Of course, there’s no such thing as a free ride. Tucson is spending federal grant dollars to help keep the system running with no fare revenue.
Tucson doesn’t have a dedicated funding source for transit, which means money comes from the general fund, which also pays for parks, public safety and many other city programs.
In May, Tucson voted to extend an existing half-cent sales tax for 10 years. Prop. 411 is intended to fund road repairs and street-safety projects, but it doesn’t include transit projects.
The city paid for a team of national transportation consultants from Nelson/Nygaard to analyze the transit fares and make recommendations. That study cost about $100,000 of federal grant money. While recommendations from the study have been discussed at the city’s Transit Task Force, the report has not been made available to the public.
The study was not part of the discussion at the council meeting, as community leaders had expected.

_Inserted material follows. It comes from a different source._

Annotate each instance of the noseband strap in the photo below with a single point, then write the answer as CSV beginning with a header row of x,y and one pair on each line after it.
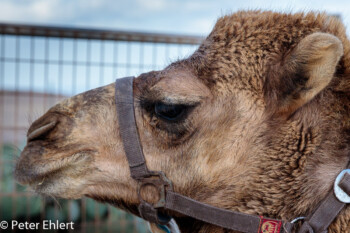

Arizona Luminaria requested the report in May from officials at the city and Sun Tran but did not receive the document before publishing this article.
In 2018, before the pandemic, the public transit system in Tucson cost about $65 million. Fares paid for about $11 million of those costs, about 17%, according to the Federal Transit Administration’s National Transit Database.
Where and how to make up $11 million is the question. Before the pandemic, Tucson was collecting that money 75 cents at a time for economy fares and $1.75 for regular fares.
Photo by Becky Pallack
C.J. Jones, a member of the Tucson chapter of Jobs With Justice, told the city council he strongly supports free public transit.
“We think that public transportation is a public service, similar to parks and recreation and the swimming pools the city has, and we hope that service is not taken away,” he said at a May 19 meeting.
University High School student Jesus Mendoza called on the council to keep transit free for teens, who use the city buses to get to school and sports.
Benz has been riding Tucson buses and organizing for bus riders for years. At the June 7 meeting, he addressed the safety incidents cited recently by the Teamsters Local 104, the union that represents drivers, as reason for reinstating fares.
“There’s a lot of talk there but there’s no data that has been produced to back up those allegations,” he said. “To quote the old TV commercial from the 80s, ‘Where’s the beef?’”
Riley Merline, who recently became a member of the Transit Task Force, said the city should support fare-free transit on a long-term basis and maybe permanently to allow “anyone and everyone” to get around Tucson.
“The more I learn about it, the more I read about it, the more I look at other cities trying it, the more I support it, the more I like it as a concept,” Merline said. “I think it’s something many cities are doing a good job with but also something that every city should be striving to achieve.”